Its investigational treatment, a once-daily patch called Viaskin Peanut, is intended for use by children age 4 to age 11. The agency’s central concern—whether the patches are staying on the skin long enough to ensure efficacy—is one the company first revealed the FDA had raised in March. The agency’s questions prompted the cancelation of a previously scheduled committee meeting to review the DBV submission. In June, when DBV announced a restructuring, it cited the lack of response from the agency following its submission of additional analysis regarding the adhesion issue in its rationale for the cost-cutting.
Rejection letters aren’t typically made public but DBV management told SVB Leerink analysts that the correspondence didn’t specify the data it must produce to support a resubmission. Options include conducting solely a “human factor” study to evaluate how the product would be used by children, and perhaps also additional analysis as to the drug’s likely effect and efficacy over time.
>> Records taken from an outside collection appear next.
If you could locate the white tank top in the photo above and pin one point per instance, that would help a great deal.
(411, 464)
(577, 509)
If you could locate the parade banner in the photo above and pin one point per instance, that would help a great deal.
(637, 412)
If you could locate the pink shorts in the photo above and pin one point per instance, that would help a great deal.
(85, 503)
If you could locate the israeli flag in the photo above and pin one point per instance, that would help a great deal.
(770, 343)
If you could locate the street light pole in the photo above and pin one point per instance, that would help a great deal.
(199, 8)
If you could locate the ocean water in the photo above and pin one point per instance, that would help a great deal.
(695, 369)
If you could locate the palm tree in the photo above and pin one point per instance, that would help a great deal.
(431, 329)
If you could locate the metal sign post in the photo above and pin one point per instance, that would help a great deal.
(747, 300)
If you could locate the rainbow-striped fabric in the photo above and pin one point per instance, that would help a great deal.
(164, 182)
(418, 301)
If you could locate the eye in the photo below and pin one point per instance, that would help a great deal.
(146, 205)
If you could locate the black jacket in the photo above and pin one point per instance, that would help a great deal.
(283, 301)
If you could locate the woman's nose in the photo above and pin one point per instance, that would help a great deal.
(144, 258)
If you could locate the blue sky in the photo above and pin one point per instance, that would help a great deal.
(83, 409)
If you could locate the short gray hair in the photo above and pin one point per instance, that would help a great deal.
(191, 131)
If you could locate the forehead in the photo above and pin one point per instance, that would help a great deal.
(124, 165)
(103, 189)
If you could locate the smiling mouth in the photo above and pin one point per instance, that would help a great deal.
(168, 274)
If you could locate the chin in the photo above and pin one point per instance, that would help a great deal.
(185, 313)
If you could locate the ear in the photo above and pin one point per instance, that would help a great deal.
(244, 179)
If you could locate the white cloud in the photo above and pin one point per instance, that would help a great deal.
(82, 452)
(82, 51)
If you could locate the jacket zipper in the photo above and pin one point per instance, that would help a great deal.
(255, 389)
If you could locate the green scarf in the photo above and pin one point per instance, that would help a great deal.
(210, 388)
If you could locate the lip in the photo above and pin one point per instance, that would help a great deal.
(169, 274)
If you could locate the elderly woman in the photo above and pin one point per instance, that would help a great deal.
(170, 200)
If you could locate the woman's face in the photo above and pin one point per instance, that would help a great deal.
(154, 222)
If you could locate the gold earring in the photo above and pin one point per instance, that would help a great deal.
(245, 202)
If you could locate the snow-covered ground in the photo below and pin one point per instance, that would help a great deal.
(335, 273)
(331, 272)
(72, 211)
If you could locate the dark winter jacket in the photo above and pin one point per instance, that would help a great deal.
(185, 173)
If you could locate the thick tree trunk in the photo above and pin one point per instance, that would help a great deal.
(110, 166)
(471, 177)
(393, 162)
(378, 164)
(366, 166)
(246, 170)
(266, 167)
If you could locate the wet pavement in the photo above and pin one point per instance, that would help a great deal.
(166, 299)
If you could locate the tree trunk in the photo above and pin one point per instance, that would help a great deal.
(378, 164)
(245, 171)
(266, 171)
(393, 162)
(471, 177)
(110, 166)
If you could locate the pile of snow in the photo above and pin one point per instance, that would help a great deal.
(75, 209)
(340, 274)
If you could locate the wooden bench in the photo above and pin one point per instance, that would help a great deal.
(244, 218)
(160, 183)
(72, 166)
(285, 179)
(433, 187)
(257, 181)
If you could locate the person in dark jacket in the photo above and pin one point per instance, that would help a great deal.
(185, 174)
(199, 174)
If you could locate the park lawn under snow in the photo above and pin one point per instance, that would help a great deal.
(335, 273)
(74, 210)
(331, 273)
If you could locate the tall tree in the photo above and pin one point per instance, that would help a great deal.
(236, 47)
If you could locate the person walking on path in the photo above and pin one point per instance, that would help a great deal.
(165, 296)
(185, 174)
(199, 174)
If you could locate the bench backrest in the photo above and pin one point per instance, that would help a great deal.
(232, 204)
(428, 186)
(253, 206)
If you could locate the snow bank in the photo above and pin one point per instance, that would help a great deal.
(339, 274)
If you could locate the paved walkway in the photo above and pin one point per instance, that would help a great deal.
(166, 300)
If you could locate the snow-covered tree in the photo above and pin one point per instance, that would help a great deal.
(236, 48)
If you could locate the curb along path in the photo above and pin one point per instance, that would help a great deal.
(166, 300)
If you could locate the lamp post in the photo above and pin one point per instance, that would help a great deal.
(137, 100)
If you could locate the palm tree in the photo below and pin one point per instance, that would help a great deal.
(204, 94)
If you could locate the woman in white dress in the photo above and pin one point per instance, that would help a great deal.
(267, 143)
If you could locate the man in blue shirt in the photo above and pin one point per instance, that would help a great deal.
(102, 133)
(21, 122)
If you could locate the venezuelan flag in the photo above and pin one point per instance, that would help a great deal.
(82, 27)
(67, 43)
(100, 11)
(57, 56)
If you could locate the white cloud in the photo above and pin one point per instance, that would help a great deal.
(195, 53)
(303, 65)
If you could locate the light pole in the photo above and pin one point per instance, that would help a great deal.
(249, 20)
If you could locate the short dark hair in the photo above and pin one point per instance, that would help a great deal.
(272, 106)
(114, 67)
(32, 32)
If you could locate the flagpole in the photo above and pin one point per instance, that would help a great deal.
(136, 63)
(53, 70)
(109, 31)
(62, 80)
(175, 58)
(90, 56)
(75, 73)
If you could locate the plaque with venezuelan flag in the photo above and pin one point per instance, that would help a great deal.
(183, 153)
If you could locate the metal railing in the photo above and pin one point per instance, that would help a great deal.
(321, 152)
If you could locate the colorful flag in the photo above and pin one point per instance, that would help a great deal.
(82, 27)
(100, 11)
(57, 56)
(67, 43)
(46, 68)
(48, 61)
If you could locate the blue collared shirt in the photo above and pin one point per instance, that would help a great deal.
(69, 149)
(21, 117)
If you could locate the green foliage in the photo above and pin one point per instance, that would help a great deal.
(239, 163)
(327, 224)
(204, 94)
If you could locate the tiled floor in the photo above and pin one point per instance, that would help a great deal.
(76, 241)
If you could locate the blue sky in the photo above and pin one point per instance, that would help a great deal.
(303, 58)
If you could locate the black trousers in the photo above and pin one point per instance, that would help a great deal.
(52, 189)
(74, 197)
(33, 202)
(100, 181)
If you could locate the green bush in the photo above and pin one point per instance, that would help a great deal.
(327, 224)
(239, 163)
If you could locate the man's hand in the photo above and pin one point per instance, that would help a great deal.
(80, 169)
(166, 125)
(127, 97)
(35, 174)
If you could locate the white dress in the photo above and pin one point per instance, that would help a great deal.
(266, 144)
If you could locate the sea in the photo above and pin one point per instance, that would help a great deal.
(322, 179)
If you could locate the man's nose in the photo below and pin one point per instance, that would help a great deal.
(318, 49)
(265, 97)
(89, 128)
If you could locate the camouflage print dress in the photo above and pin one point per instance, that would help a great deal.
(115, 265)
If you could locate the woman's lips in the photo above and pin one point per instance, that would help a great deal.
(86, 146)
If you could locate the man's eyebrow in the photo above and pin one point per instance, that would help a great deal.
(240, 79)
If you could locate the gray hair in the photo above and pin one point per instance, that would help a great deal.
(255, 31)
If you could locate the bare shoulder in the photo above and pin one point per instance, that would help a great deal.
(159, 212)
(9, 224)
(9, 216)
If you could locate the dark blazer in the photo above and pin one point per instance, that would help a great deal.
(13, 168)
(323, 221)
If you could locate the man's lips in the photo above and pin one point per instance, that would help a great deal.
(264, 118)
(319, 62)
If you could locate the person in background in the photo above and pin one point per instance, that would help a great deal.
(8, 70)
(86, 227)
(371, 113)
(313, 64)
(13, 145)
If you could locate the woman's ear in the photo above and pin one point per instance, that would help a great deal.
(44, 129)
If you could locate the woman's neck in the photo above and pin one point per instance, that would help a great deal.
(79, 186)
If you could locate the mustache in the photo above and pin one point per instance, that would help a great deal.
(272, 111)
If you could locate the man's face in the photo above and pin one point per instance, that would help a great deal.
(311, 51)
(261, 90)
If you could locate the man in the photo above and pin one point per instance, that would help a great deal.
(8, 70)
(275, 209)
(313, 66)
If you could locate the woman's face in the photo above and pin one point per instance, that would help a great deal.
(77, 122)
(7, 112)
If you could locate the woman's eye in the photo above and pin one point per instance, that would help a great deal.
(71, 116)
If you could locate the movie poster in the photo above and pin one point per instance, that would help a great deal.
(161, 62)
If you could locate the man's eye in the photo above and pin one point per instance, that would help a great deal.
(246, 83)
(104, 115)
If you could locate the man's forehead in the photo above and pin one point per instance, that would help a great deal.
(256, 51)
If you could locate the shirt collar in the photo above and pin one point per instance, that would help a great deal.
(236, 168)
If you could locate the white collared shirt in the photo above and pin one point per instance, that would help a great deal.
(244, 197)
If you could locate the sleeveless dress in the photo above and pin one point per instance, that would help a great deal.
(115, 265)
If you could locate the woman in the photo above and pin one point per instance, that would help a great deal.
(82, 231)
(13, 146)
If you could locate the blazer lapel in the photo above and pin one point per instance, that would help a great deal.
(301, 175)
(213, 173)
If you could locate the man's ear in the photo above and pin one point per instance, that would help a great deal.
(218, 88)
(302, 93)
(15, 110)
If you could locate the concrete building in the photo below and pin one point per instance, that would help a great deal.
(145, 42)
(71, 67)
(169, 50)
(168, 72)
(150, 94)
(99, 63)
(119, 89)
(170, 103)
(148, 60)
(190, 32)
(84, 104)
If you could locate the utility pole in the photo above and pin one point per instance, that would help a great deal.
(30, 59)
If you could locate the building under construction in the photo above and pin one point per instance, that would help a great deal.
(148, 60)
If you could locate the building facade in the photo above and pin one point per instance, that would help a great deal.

Another option, the most time-consuming and costly, is a placebo-controlled Phase 3 trial, the analysts wrote in a research note. The company says it will determine which path to take following a meeting with the FDA, which it anticipates having within the next 60 days.
DBV is vying to make its treatment the second FDA-approved product for treating children diagnosed with peanut allergy. In March patients began receiving Palforzia, a peanut allergy immunotherapy developed by Brisbane, CA-based Aimmune (NASDAQ: AIMT) that was OK’d in January for children age 4 to age 17. The treatment comes in the form of capsules of ground peanut flour, intended for sprinkling over semisolid food.
“While we admit the path forward for Viaskin Peanut remains uncertain at this time, we continue to see value in DBVT’s (epicutaneous immunotherapy) approach for peanut allergy although (patients), caregivers, and physicians will have to continue to wait for an FDA-approved alternative to (Aimunne’s) Palforzia,” the analysts wrote.
The agency’s rejection puts the company even further behind Aimmune, with which it was once competing neck-and-neck to be first to market with a peanut allergy treatment. Still, even without competition, Aimmune has faced a number of hurdles in marketing its treatment, including getting physician practices and individual allergists certified to administer the treatment and implementing a safety plan that conveys the risks that come with treatment, given its association with a higher rate of systemic allergic reactions and epinephrine use in clinical trials.
DBV’s setback could delay the launch of its potential competing product, conservatively, by two years, the SVB Leerink analysts estimate. According to DBV’s first-half financial results, reported last Friday, the company has €225.9 million (about $266 million) in cash and equivalents—enough to fund its operations for at least another 12 months.
Shares in DBV fell more than 40 percent Tuesday to $2.34 apiece from $4.10 per share as of market close Monday.